Theoretically you would have the HLL incredibleness of a lisp with the low level genius of Forth. I asked some old timers if the idea made sense and they were silent in specifics but not discouraging. Which would indicate to me they think it is a huge learning opportunity for me one way or the other. Have you done any deeper analysis?
This was very useful in the early days of Factor when language and base library changes caused bitrot in contributions. If the contributed library wasn't updated it was moved to an 'unmaintained' directory for later correction.
"hello world" print
EDIT: I'll plug my own blog for this too, as I started writing a Beginning Factor series of posts a long time ago , but never got beyond a couple entries.
From your second article introducing Factor
"Next time we’ll stick with a theme of “flow” and discuss control flow for your words and after that, the typical work flow when developing code with Factor. Hope you enjoyed this installment!"
I am still waiting for that article. Your introductions to Factor are awesome and more would be delightful.
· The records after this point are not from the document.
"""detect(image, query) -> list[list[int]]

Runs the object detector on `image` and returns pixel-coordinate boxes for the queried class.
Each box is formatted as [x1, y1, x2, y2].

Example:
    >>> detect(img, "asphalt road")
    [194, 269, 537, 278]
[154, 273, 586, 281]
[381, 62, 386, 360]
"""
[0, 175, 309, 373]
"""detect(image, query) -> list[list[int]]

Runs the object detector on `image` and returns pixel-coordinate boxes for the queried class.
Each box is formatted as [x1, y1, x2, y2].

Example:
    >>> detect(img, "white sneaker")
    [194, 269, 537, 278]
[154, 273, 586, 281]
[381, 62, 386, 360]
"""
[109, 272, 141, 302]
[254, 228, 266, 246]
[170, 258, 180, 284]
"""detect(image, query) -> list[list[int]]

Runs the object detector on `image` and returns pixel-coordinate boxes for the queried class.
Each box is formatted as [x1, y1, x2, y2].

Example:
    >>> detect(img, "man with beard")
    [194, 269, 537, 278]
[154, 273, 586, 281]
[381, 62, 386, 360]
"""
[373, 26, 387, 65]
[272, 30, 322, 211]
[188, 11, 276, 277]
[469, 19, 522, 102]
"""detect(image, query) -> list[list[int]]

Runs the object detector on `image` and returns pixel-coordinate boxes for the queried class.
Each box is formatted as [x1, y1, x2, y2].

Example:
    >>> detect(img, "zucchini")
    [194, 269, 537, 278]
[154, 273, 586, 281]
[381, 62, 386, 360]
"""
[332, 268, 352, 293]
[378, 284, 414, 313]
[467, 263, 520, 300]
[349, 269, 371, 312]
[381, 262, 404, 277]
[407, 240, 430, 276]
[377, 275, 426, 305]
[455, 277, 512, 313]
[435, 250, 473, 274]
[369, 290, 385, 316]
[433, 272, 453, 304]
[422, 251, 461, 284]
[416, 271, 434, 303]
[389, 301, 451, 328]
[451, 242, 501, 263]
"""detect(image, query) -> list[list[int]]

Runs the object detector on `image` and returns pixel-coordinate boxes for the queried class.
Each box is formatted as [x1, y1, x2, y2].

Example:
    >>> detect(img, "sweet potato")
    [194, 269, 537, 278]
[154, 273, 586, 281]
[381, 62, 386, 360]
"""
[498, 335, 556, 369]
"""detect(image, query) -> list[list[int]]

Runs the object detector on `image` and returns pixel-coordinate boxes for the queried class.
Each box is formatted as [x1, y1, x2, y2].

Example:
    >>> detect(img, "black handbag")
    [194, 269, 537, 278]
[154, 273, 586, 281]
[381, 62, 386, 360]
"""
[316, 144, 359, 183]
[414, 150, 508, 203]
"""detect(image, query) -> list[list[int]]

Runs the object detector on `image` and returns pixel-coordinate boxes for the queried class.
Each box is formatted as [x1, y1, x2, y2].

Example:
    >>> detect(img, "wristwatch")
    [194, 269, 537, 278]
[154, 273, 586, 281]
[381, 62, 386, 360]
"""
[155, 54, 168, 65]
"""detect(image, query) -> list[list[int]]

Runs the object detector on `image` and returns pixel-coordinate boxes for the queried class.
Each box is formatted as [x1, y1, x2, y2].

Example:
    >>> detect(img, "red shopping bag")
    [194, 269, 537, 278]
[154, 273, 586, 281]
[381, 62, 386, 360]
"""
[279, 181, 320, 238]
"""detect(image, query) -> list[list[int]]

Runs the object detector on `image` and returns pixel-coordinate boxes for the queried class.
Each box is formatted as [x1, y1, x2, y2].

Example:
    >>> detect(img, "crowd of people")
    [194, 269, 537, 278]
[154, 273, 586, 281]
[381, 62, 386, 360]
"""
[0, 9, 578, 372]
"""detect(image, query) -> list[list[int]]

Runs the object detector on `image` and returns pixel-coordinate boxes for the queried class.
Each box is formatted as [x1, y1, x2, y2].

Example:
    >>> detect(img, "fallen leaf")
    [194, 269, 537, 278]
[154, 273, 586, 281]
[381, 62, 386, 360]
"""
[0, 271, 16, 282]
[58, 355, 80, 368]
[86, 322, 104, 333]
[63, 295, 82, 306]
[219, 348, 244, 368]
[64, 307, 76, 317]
Personally, I've fallen in love with it a few years ago. Even though I don't use Factor for anything practical, the language itself (as well as Forth) has taught me a completely new way of thinking about problem solving. Something that I benefit from in other languages I use.
So if there is one reason you should at least check it out, it is that it will make you a better programmer. And I think anyone who's been writing code long enough, will know that there is always room for self-improvement.
"10:10:24 <RodgerTheGreat> another HN gem: "I must say, that the syntax and semantics are not intuitive at all. I've spent half an hour trying to learn how does this thing work, and have not been able to.""
It's horrible to watch when a language community has this sort of a elitistic attitude, especially when it's doubtful that the language has any future.